Phil Brucato, former line developer of Mage: The Ascension and the lamentably confused Deliria, began a fund raising campaign on , “dealing with magic, music and urban fantasy.” to publish a role-playing sourcebook called Powerchords
It will nominally be set in the world of Deliria, according to Brucato, but adaptable to any setting — which can’t be difficult, given how little of a written setting came with Deliria. Check out the blurb:
Music enchants. Elevates. Destroys. Literally shapes our world.
It’s also a cornerstone of urban fantasy adventures.
The modern bard. The faerie singer. The mad fiddler or vampire rock star – this is their domain.
But the wild allure of mystic bardery is a hard path to pursue. There are devil-deals and heartbreaks, load-ins and flame-outs and two-minutes warnings where the crowd might literally eat you alive.
Do you have the courage to throw down with legends?

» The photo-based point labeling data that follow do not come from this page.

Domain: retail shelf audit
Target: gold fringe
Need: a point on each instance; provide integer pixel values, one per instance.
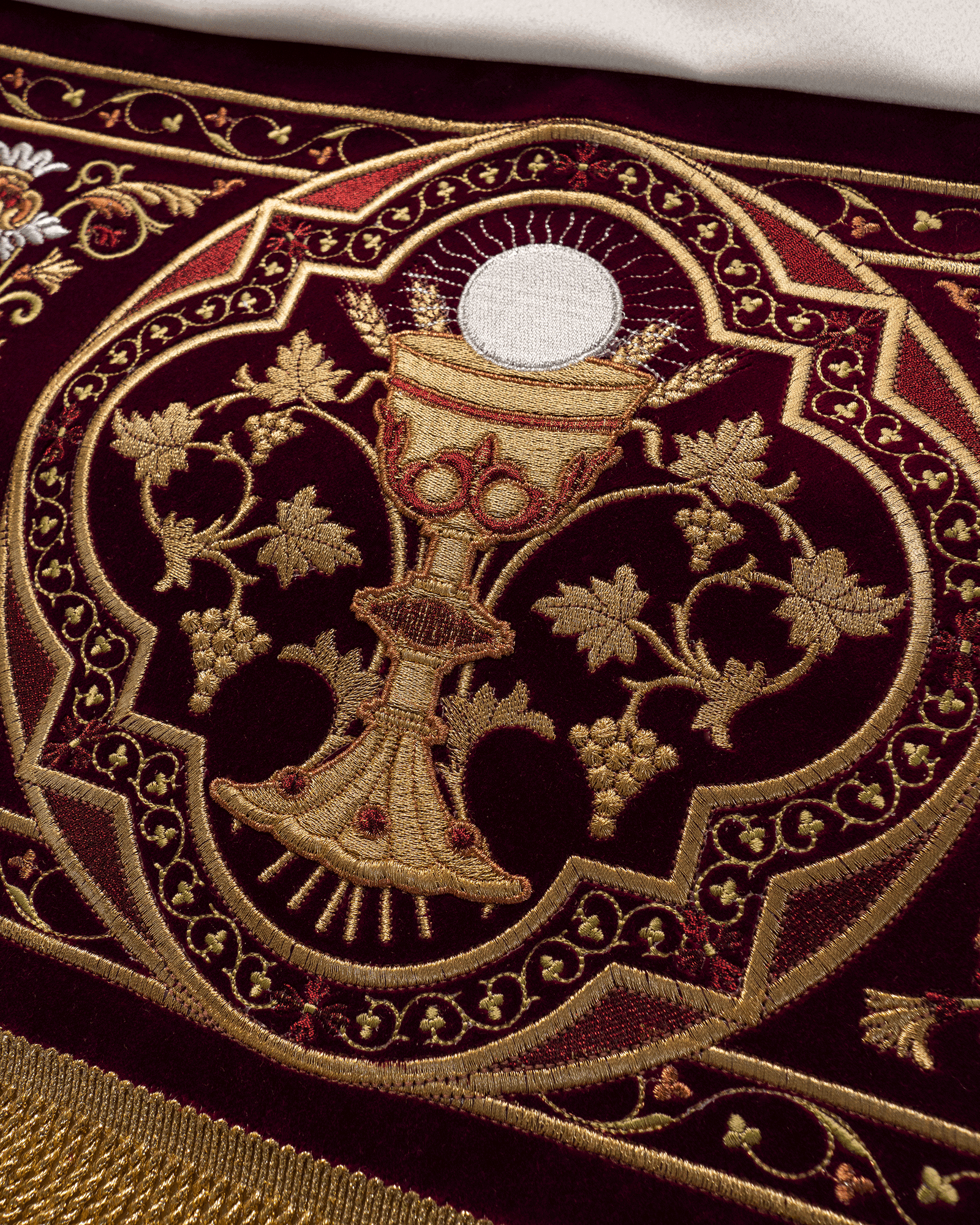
(79, 1145)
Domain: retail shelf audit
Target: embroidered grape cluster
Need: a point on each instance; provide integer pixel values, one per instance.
(707, 532)
(618, 765)
(268, 431)
(221, 643)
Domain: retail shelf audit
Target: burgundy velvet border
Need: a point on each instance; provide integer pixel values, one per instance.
(469, 1163)
(937, 144)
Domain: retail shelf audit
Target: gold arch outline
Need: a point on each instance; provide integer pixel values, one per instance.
(578, 870)
(858, 300)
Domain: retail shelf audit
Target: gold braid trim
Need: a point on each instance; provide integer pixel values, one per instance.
(80, 1146)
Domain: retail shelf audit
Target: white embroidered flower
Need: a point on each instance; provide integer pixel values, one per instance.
(36, 232)
(23, 157)
(23, 220)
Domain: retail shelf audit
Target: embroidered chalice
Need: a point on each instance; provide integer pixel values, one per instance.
(477, 454)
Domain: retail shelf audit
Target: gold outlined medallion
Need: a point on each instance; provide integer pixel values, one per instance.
(487, 460)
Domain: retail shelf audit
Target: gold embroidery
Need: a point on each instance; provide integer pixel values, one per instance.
(74, 1134)
(902, 1023)
(823, 601)
(375, 814)
(224, 640)
(907, 537)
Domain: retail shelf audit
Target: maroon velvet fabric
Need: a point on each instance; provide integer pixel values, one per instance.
(513, 1178)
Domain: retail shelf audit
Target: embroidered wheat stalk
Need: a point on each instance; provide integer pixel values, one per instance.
(428, 307)
(645, 345)
(367, 318)
(693, 379)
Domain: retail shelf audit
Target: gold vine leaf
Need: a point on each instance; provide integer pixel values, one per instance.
(304, 538)
(901, 1023)
(727, 695)
(181, 547)
(51, 273)
(127, 199)
(829, 602)
(731, 462)
(347, 677)
(471, 718)
(692, 380)
(600, 617)
(159, 444)
(301, 373)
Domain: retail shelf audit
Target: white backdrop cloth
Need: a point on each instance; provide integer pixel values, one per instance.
(918, 52)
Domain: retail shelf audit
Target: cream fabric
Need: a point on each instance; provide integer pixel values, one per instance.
(919, 52)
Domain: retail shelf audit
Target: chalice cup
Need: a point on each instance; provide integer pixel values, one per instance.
(476, 454)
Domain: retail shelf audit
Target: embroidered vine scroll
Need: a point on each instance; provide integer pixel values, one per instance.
(494, 623)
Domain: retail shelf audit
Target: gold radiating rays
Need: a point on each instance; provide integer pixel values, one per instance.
(353, 901)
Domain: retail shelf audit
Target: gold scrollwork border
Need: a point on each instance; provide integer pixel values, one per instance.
(940, 813)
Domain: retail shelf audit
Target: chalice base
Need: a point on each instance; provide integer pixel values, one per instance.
(377, 818)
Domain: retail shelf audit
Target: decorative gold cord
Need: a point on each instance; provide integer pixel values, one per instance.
(80, 1146)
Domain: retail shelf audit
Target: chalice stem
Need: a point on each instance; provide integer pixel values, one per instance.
(375, 813)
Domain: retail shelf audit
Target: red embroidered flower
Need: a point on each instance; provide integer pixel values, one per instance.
(313, 1011)
(845, 334)
(372, 821)
(582, 167)
(61, 432)
(292, 239)
(78, 744)
(462, 837)
(962, 650)
(704, 941)
(292, 782)
(944, 1008)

Sometimes Brucato’s past work wandered far enough into “woo” territory to make the rationalist in me fidgety — which is, in retrospect, an interesting reaction for something that’s fiction from start to finish — but I really like the sound of the premise. Then again, I really liked the sound of Deliria and was hugely let down by the lack of setting material in such a thick book — in all honesty, I can’t remember finishing the book, so maybe I just gave up before getting to the setting chapters.

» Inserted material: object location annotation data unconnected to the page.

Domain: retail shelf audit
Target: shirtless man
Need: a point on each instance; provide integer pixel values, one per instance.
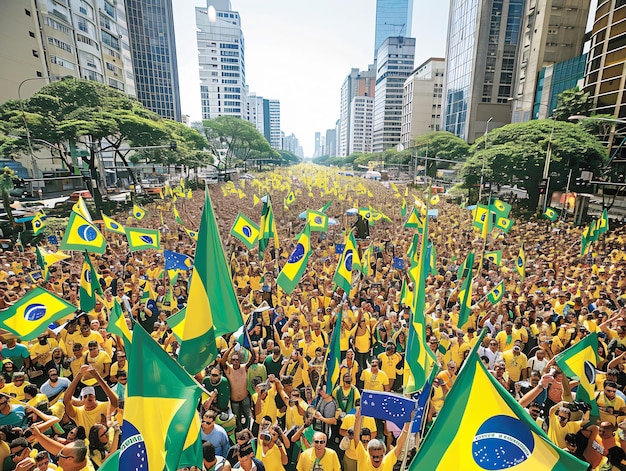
(238, 378)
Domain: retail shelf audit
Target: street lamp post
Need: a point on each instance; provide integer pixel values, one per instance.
(482, 170)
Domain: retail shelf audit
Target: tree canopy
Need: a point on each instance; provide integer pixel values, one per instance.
(516, 154)
(239, 139)
(67, 112)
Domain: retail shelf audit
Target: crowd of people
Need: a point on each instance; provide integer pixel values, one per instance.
(267, 406)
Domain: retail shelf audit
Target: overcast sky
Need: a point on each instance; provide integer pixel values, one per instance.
(300, 51)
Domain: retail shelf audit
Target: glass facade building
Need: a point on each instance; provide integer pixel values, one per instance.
(153, 49)
(483, 39)
(393, 18)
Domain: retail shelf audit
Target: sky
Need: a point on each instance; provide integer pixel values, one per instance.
(300, 52)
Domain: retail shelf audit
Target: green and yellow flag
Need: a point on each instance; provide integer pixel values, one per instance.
(212, 306)
(89, 286)
(317, 220)
(481, 427)
(580, 361)
(551, 214)
(81, 208)
(495, 295)
(494, 256)
(117, 325)
(245, 230)
(38, 223)
(520, 262)
(333, 360)
(138, 212)
(111, 225)
(292, 271)
(31, 315)
(161, 401)
(267, 227)
(349, 261)
(290, 199)
(142, 239)
(81, 235)
(192, 234)
(465, 294)
(420, 360)
(603, 223)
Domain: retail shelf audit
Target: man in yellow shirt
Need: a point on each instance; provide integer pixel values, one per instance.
(318, 456)
(375, 379)
(375, 458)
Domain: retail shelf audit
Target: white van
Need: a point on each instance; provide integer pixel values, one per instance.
(372, 175)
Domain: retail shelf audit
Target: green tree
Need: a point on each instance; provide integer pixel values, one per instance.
(440, 145)
(516, 154)
(6, 185)
(238, 137)
(572, 102)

The perks of donating are pretty cool. $25 or more gets the backer a PDF of the book, plus the opportunity to name a band mentioned in the book. $50 gets one a color hardcover copy of the book in addition to previous perks.

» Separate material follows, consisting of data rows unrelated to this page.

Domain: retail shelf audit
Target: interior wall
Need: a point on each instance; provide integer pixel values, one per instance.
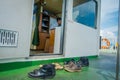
(16, 15)
(80, 40)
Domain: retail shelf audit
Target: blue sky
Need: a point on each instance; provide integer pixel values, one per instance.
(109, 18)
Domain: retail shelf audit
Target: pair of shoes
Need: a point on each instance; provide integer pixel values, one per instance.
(57, 66)
(72, 66)
(46, 71)
(84, 61)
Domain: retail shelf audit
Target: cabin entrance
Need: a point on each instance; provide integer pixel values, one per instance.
(47, 26)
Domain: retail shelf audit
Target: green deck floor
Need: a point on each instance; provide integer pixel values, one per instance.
(86, 74)
(101, 68)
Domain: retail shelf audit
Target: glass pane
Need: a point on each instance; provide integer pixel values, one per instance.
(85, 13)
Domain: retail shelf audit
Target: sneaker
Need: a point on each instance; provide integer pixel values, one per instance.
(58, 66)
(72, 67)
(84, 61)
(46, 71)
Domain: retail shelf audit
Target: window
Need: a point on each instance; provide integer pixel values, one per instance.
(85, 12)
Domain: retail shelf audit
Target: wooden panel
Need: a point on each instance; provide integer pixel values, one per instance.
(51, 43)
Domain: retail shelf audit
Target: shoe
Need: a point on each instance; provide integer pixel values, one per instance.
(69, 61)
(72, 67)
(84, 61)
(47, 71)
(58, 66)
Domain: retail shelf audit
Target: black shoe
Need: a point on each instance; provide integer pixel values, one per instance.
(84, 61)
(47, 71)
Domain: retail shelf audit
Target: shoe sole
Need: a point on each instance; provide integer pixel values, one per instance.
(72, 70)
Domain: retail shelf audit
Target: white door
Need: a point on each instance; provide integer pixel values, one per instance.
(82, 28)
(15, 28)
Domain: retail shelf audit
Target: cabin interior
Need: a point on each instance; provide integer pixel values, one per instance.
(45, 35)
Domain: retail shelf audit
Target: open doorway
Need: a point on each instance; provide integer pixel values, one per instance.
(47, 27)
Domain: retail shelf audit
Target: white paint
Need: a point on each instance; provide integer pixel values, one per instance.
(16, 15)
(57, 40)
(80, 40)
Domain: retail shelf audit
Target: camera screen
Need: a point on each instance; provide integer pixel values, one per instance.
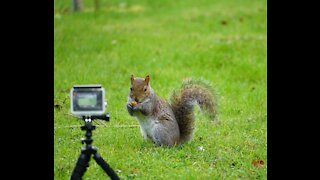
(87, 100)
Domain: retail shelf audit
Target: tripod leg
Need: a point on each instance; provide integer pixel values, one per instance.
(105, 166)
(81, 166)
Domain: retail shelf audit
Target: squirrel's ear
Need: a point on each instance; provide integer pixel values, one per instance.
(147, 79)
(132, 78)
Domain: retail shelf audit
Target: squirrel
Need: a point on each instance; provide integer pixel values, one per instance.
(169, 124)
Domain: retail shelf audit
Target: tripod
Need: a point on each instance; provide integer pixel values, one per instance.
(88, 150)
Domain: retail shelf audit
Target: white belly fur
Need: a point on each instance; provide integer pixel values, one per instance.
(146, 126)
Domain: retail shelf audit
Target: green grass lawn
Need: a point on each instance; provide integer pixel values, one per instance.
(221, 41)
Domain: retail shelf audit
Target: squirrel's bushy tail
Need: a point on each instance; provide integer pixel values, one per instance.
(192, 92)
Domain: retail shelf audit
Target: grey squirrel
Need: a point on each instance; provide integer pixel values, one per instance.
(164, 123)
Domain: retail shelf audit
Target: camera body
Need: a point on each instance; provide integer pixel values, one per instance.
(87, 100)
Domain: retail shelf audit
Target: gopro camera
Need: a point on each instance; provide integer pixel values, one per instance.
(87, 100)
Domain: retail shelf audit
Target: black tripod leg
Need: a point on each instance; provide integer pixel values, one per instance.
(81, 166)
(105, 166)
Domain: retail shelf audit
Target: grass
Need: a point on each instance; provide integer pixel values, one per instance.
(223, 42)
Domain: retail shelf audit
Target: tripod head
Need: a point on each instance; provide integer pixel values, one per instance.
(88, 127)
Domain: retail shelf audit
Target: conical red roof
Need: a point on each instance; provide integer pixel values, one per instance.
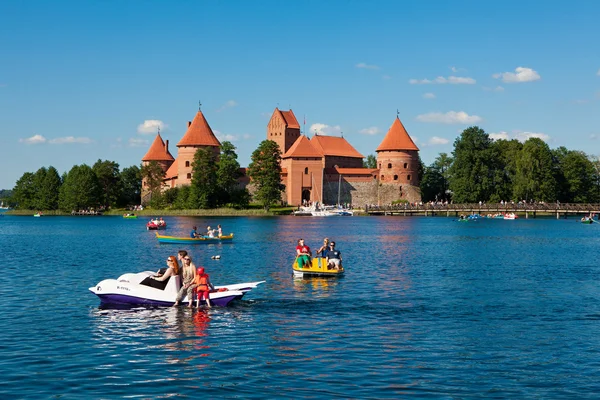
(158, 151)
(302, 148)
(397, 139)
(199, 133)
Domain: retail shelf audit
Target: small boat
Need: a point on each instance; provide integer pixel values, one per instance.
(131, 289)
(156, 224)
(318, 268)
(198, 240)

I’m personally underwhelmed by pledge-based publishing ventures. The last one I participated in, the original printing of Wild Talents, was a letdown as well, in the sense that I just really didn’t care for the book created. That’s the gamble one takes with putting up money for something that hasn’t been published. The benefit is that books that wouldn’t normally see the light of day because of their niche appeal do so, but the people who put up the money don’t know what they’re getting until the dust has settled and the money spent.
If Powerchords sounds like your bag, think about flipping the design team a couple bucks. Urban fantasy’s an underrepresented genre in role-playing. Opportunities like this give people the chance to directly express their interest or lack thereof in urban fantasy role-playing.